Seluruh kendaraan yang diamankan kemudian dibawa ke Mapolsek Bonjol untuk dilakukan pemeriksaan lebih lanjut serta pendataan pemilik kendaraan.
Imbauan Kepada Masyarakat
KSPK Polsek Bonjol IPTU Ramat Reta menyampaikan bahwa kegiatan penertiban ini merupakan bagian dari upaya kepolisian untuk menjaga keamanan serta mencegah terjadinya tindakan yang dapat membahayakan keselamatan masyarakat.
Menurutnya, aksi balap liar tidak hanya melanggar aturan lalu lintas, tetapi juga berpotensi menimbulkan kecelakaan yang dapat merugikan diri sendiri maupun pengguna jalan lainnya.
“Kami menindaklanjuti laporan masyarakat terkait adanya aktivitas balap liar di wilayah ini. Kegiatan penertiban ini dilakukan untuk menjaga situasi kamtibmas tetap aman dan kondusif,” ujar IPTU Ramat Reta.
Ia juga menegaskan bahwa pihak kepolisian akan terus melakukan patroli dan pengawasan di sejumlah titik yang sering dijadikan lokasi balap liar.
Balap Liar Melanggar Aturan Lalu Lintas
Aksi balap liar merupakan pelanggaran terhadap Undang-Undang Nomor 22 Tahun 2009 tentang Lalu Lintas dan Angkutan Jalan.
Dalam Pasal 115 huruf b disebutkan bahwa setiap pengemudi kendaraan bermotor di jalan dilarang melakukan balapan di jalan umum.
Sementara dalam Pasal 297 UU Nomor 22 Tahun 2009, pelaku balap liar dapat dikenakan sanksi berupa:
Pidana kurungan paling lama 1 (satu) tahun, atau
Denda paling banyak Rp3.000.000 (tiga juta rupiah).
Komitmen Polsek Bonjol
Polsek Bonjol menegaskan akan terus melakukan patroli rutin dan penertiban di wilayah yang rawan dijadikan arena balap liar, terutama pada malam hari dan akhir pekan.

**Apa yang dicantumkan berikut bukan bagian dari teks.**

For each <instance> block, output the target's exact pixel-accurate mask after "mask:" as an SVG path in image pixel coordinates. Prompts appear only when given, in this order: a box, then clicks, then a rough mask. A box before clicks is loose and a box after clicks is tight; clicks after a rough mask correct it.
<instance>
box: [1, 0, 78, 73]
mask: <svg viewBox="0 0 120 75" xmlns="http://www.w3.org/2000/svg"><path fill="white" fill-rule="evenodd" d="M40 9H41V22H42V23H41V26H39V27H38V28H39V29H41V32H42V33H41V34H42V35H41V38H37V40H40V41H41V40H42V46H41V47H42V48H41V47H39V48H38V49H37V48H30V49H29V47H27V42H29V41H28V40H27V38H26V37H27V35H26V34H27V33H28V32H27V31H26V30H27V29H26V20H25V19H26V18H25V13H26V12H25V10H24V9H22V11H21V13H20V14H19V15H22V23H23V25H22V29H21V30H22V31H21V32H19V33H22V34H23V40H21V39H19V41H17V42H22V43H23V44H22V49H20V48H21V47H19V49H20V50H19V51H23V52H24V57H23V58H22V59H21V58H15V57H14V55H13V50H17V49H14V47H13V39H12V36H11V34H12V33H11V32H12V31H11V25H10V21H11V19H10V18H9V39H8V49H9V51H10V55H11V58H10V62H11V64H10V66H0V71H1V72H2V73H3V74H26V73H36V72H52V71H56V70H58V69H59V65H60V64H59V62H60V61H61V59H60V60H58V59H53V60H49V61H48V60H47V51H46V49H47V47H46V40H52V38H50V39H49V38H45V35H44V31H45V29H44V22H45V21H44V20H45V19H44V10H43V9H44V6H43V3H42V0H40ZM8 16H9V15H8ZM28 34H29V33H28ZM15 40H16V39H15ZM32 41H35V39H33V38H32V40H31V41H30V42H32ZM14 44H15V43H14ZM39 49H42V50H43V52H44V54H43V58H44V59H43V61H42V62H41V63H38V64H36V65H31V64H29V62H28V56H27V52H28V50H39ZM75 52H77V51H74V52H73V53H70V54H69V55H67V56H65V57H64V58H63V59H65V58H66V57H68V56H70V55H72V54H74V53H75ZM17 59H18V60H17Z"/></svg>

Pihak kepolisian juga mengimbau kepada para orang tua agar lebih mengawasi aktivitas anak-anak mereka agar tidak terlibat dalam kegiatan yang dapat membahayakan diri sendiri maupun orang lain.
Dengan adanya penertiban tersebut, diharapkan situasi keamanan dan ketertiban masyarakat di wilayah Kecamatan Bonjol, Kabupaten Pasaman dapat tetap terjaga dengan baik.